White House touts economic benefits of immigration reform

The White House early Wednesday released a new report touting the economic benefits of immigration reform, as President Obama looks to ramp up pressure on House Republicans to undertake a comprehensive bill.

ADVERTISEMENT
The report comes amid a renewed push by the White House to focus attention on the bill. Later Wednesday, the president and Vice President Biden plan to meet at the White House with members of the Congressional Hispanic Caucus in what administration officials have billed as a strategy session to figure out how best to pursue immigration reform in the House.

The report, penned by the president’s National Economic Council, Domestic Policy Council, Office of Management and Budget, and the Council of Economic Advisers, looks to build off a Congressional Budget Office projection that estimated enacting the Senate's bipartisan immigration bill would increase gross domestic product by 0.3 percentage points over the next 20 years. According to the analysis, the Senate bill would encourage more job creation and job growth while increasing worker productivity.

The report also argues that immigration reform would decrease budget deficits and help counterbalance the strain the baby boomers will put on entitlement programs like Social Security.

"The president urges the House of Representatives to take action and move this bill or similar legislation forward, and stands willing to work with all parties to make sure that commonsense immigration reform becomes a reality as soon as possible," the authors of the 34-page document write.

Republican leaders in the House plan a meeting of their own Wednesday afternoon as the GOP looks to navigate a tough political tightrope on the issue. While many members of the party — including rising stars like House Budget Committee Chairman Paul Ryan (R-Wis.) and Sen. Marco Rubio (R-Fla.) — have argued supporting the package is important for the party as the nation's demographics change, many rank-and-file Republicans have balked at the reform proposals.

The president is looking to intensify pressure on the GOP in hopes of delivering both a comprehensive bill and a much-needed political win. The Washington Post reported earlier this week that Obama also plans a more aggressive, campaign-style approach in the coming months.

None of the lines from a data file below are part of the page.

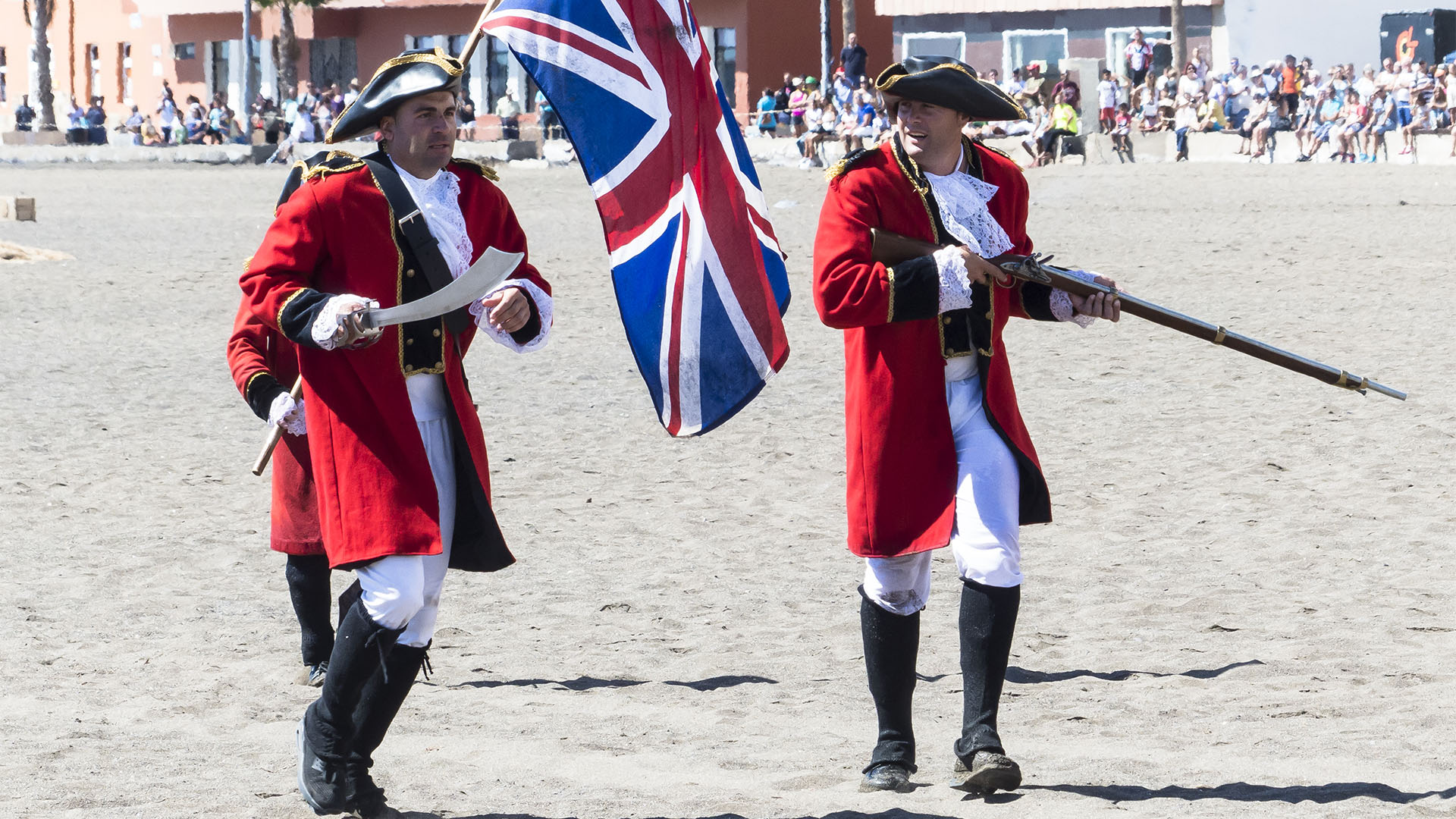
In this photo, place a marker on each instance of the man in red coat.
(262, 362)
(398, 450)
(938, 453)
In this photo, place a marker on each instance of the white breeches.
(403, 591)
(986, 538)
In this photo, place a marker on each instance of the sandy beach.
(1244, 607)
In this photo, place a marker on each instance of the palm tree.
(287, 42)
(38, 15)
(1180, 37)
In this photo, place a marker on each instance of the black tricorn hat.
(413, 74)
(949, 83)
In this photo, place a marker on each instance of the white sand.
(1242, 610)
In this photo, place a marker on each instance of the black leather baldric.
(413, 226)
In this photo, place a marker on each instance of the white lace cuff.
(328, 321)
(287, 413)
(544, 309)
(1062, 308)
(956, 281)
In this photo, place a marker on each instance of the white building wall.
(1329, 31)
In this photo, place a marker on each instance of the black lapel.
(411, 224)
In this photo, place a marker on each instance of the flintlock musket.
(893, 248)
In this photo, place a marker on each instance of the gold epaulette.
(335, 162)
(479, 168)
(839, 168)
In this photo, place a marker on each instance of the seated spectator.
(767, 124)
(76, 131)
(1356, 115)
(1382, 121)
(1256, 126)
(819, 120)
(96, 123)
(1063, 124)
(1238, 98)
(150, 136)
(24, 115)
(1324, 121)
(510, 112)
(133, 126)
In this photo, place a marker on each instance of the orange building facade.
(123, 50)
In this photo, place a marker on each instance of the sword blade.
(488, 271)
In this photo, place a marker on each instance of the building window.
(1044, 49)
(934, 44)
(723, 44)
(1119, 38)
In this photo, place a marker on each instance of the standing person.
(1138, 57)
(395, 439)
(854, 58)
(1107, 101)
(938, 453)
(262, 362)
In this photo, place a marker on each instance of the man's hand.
(509, 309)
(351, 334)
(1098, 305)
(979, 270)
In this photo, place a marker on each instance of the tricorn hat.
(413, 74)
(949, 83)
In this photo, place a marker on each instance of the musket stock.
(893, 248)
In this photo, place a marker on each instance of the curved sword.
(490, 270)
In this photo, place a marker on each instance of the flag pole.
(475, 36)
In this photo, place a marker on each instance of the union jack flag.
(698, 270)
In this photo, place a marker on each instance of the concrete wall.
(1085, 31)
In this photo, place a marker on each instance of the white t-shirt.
(1107, 93)
(1139, 55)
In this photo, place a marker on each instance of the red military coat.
(334, 235)
(900, 453)
(264, 362)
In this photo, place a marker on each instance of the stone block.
(523, 149)
(18, 209)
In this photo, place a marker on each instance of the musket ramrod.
(893, 248)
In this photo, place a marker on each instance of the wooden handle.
(475, 36)
(275, 433)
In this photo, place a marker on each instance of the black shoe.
(990, 771)
(321, 783)
(313, 675)
(886, 776)
(369, 799)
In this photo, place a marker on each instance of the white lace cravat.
(963, 210)
(438, 199)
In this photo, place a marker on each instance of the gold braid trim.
(284, 306)
(478, 167)
(251, 379)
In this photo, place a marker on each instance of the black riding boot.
(892, 643)
(987, 621)
(379, 703)
(327, 730)
(309, 591)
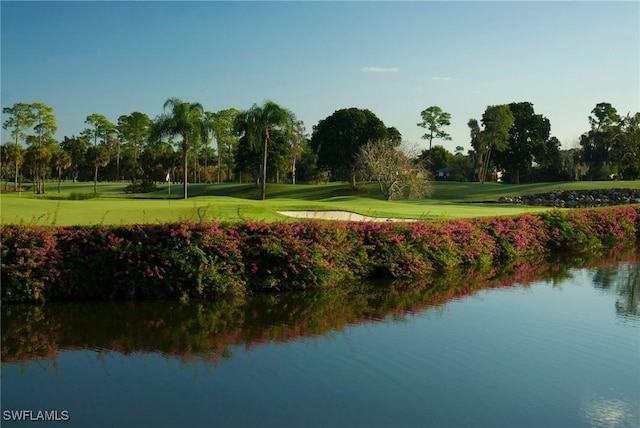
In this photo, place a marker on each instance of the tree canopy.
(338, 138)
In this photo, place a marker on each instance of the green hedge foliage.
(182, 260)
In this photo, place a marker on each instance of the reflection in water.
(608, 413)
(548, 352)
(208, 331)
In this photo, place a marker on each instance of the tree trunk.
(264, 168)
(185, 145)
(293, 171)
(229, 165)
(95, 180)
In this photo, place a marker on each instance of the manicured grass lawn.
(233, 202)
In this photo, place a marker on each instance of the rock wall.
(577, 198)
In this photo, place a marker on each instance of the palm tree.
(13, 154)
(61, 161)
(98, 157)
(260, 121)
(184, 119)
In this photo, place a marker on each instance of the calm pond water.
(546, 345)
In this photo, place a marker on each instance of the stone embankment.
(577, 198)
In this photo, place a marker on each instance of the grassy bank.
(238, 202)
(181, 260)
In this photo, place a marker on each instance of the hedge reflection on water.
(209, 330)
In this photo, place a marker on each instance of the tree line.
(267, 143)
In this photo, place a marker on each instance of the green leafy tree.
(434, 120)
(392, 167)
(134, 131)
(226, 137)
(61, 161)
(338, 138)
(298, 140)
(97, 157)
(183, 119)
(437, 157)
(77, 148)
(13, 157)
(260, 122)
(100, 128)
(497, 122)
(529, 141)
(45, 127)
(21, 118)
(598, 142)
(478, 146)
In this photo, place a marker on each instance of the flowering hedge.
(178, 260)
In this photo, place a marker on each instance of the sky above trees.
(314, 58)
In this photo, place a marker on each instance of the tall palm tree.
(13, 154)
(260, 121)
(184, 119)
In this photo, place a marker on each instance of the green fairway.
(233, 202)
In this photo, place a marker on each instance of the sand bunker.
(339, 215)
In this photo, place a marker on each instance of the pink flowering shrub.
(181, 260)
(519, 236)
(28, 257)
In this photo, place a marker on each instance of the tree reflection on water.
(209, 330)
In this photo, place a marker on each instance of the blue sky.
(394, 58)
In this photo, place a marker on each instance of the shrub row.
(179, 260)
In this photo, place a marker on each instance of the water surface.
(540, 345)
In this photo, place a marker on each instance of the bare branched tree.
(395, 169)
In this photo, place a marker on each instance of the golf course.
(76, 203)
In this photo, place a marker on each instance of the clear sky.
(394, 58)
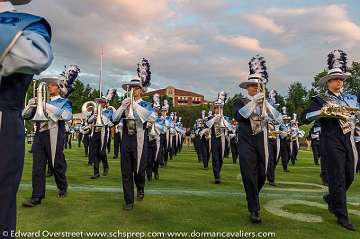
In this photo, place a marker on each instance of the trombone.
(91, 106)
(42, 96)
(130, 119)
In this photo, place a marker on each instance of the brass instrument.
(42, 96)
(222, 121)
(273, 134)
(339, 112)
(91, 106)
(112, 108)
(130, 119)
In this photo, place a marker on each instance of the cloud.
(332, 22)
(197, 45)
(253, 45)
(264, 23)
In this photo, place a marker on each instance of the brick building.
(180, 97)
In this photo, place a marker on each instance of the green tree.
(297, 98)
(352, 83)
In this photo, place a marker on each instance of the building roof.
(177, 92)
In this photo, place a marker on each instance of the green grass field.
(186, 199)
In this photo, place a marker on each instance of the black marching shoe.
(344, 222)
(128, 207)
(32, 202)
(255, 217)
(327, 200)
(140, 196)
(62, 193)
(272, 184)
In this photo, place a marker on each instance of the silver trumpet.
(130, 119)
(91, 106)
(222, 121)
(42, 96)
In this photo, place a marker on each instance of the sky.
(199, 45)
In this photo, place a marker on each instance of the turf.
(184, 199)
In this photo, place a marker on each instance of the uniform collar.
(6, 7)
(55, 97)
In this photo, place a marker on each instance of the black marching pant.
(98, 153)
(285, 152)
(129, 166)
(152, 162)
(162, 150)
(197, 147)
(86, 139)
(80, 136)
(252, 167)
(204, 150)
(294, 152)
(67, 140)
(117, 142)
(108, 144)
(234, 150)
(217, 159)
(41, 154)
(340, 165)
(270, 174)
(12, 138)
(315, 146)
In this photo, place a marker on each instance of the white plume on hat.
(337, 69)
(257, 72)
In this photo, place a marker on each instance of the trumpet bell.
(42, 95)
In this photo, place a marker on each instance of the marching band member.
(252, 113)
(233, 141)
(85, 130)
(135, 113)
(337, 115)
(164, 136)
(100, 134)
(24, 51)
(273, 141)
(285, 134)
(314, 137)
(117, 139)
(205, 137)
(154, 141)
(67, 140)
(218, 125)
(274, 150)
(50, 134)
(172, 138)
(196, 130)
(295, 134)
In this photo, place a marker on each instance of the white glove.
(125, 103)
(32, 102)
(259, 97)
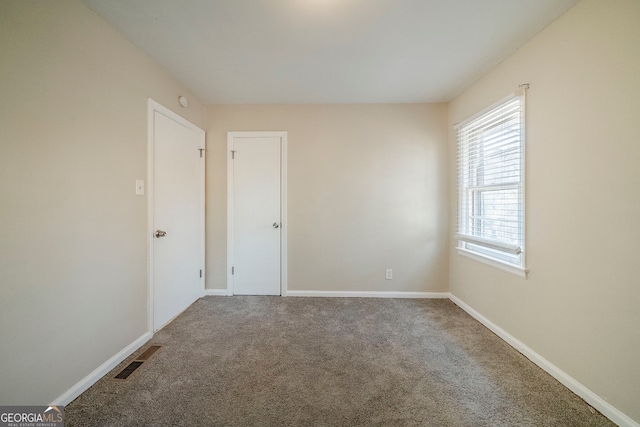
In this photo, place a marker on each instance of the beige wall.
(73, 138)
(579, 308)
(367, 190)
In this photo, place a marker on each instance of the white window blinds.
(491, 183)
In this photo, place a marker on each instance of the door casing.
(283, 204)
(154, 107)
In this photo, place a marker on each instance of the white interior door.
(178, 215)
(256, 213)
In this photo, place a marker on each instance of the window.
(491, 184)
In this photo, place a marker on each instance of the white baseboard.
(571, 383)
(217, 292)
(366, 294)
(82, 385)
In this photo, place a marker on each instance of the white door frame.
(283, 204)
(154, 107)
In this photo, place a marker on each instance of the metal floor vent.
(137, 362)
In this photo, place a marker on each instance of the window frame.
(502, 255)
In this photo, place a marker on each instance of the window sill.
(518, 271)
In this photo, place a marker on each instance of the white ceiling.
(329, 51)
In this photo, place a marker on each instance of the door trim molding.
(283, 204)
(154, 107)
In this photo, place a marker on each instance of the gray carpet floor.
(271, 361)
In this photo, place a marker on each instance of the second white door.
(255, 213)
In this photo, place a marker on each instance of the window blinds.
(491, 179)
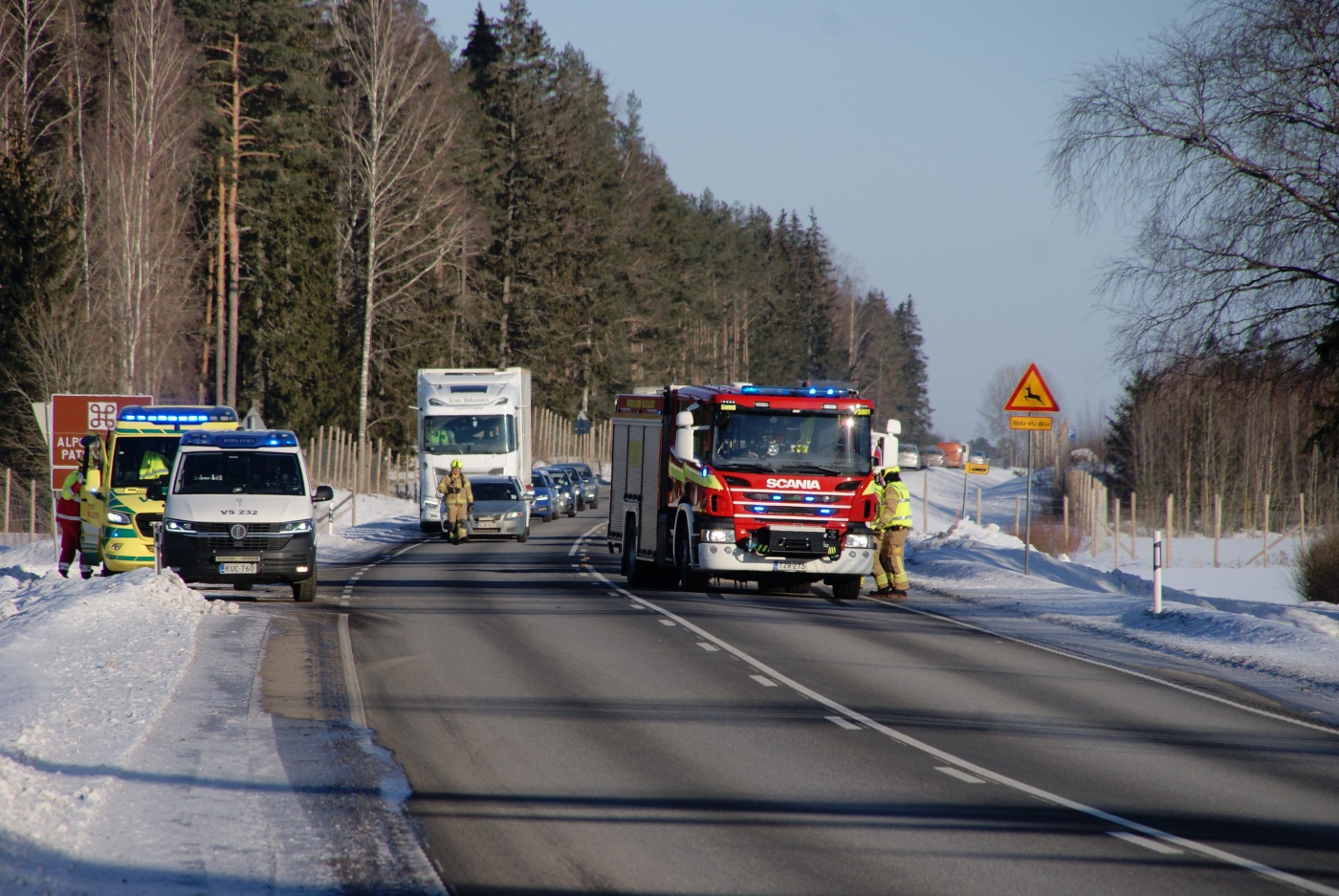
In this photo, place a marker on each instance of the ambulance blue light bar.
(807, 391)
(241, 438)
(177, 415)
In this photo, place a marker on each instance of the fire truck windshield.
(785, 441)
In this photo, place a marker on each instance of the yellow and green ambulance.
(120, 465)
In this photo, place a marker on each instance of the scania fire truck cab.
(745, 482)
(120, 467)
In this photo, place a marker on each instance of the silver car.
(499, 508)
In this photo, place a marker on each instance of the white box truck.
(478, 417)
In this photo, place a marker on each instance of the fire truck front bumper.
(730, 560)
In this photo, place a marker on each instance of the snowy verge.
(983, 565)
(90, 668)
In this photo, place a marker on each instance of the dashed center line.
(1148, 842)
(957, 773)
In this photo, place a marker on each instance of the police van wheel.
(304, 592)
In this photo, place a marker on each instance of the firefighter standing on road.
(892, 525)
(457, 500)
(67, 514)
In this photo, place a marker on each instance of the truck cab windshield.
(140, 461)
(782, 441)
(240, 473)
(469, 434)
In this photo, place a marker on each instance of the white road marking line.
(957, 773)
(1191, 845)
(1110, 666)
(355, 692)
(1144, 841)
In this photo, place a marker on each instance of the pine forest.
(292, 205)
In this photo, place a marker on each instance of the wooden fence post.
(1264, 534)
(1302, 522)
(1134, 525)
(1167, 544)
(1218, 525)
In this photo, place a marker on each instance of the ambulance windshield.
(785, 441)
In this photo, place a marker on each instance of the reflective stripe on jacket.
(67, 505)
(894, 511)
(455, 489)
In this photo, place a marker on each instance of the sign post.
(73, 417)
(1031, 395)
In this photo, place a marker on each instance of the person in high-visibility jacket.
(67, 517)
(892, 525)
(457, 500)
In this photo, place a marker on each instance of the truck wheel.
(304, 592)
(846, 588)
(689, 578)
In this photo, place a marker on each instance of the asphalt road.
(562, 734)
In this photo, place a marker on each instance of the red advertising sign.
(73, 417)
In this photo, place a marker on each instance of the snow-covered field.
(116, 692)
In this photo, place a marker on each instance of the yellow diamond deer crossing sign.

White House advisers told the Post that the president will hold events in states with large Latino populations and attempt to rally business and evangelical groups in the Republican base that have backed the reform effort.

“We still have a lot of work to do to get immigration done, but, as planned, we expect to have the ability to focus on core middle-class economic issues in the second half of this year," White House director of communications Jen Palmieri told the paper.

Many of those religious and business groups were represented in Wednesday's report, which included statements of support from organizations like the Chamber of Commerce, Americans for Tax Reform, and the Business Roundtable. Even News Corp. Chairman Rupert Murdoch — a frequent thorn in the side of the White House — is cited extolling the virtues of immigration reform.

“I believe that all Americans should have a vital interest in fixing our broken immigration system so we can continue to compete in the 21st century global economy. ... [A]merica's future prosperity and security depends on getting our immigration policy right — and doing it quickly," Murdoch is quoted as saying.

The effort will also get a boost from former President George W. Bush, who is expected to deliver a speech Wednesday on how immigration reform is good for the country, according to the Dallas Morning News.

"I think it's very important to fix a broken system, to treat people with respect and have confidence in our capacity to assimilate people," Bush told ABC News over the weekend.

Still, the future of immigration reform in the House remains uncertain.

Speaker John Boehner (R-Ohio) has said that he will not allow a floor vote on any immigration bill that does not have the support of a majority of his Republican majority — seemingly ruling out the Senate bill. He also said in a news conference that the House bill would be "grounded" in a guarantee of increased border security.

"People have to have confidence that the border is secure before anything else is really going to work," he said.

Earlier this week, the editors of two influential conservative media outlets — the National Review and The Weekly Standard — penned a joint editorial urging House Republicans to kill the legislation.

Rep. Bob Goodlatte (R-Va.), the chairman of the House Judiciary Committee, told Bloomberg News over the weekend that he believes the Senate bill — which was amended to double the number of border security agents patrolling the crossing with Mexico — still didn't go far enough because new measures wouldn't be put into place until those here illegally have "already been given the legal status."

"The legal status comes immediately, and we think that most people who are not here legally, that's the main thing they want," he said. "They want to have a legal status here, and that's a worthwhile objective, but we think it shouldn't happen until you have the assurance that we're not going to have another wave of illegal immigration occur ahead of time."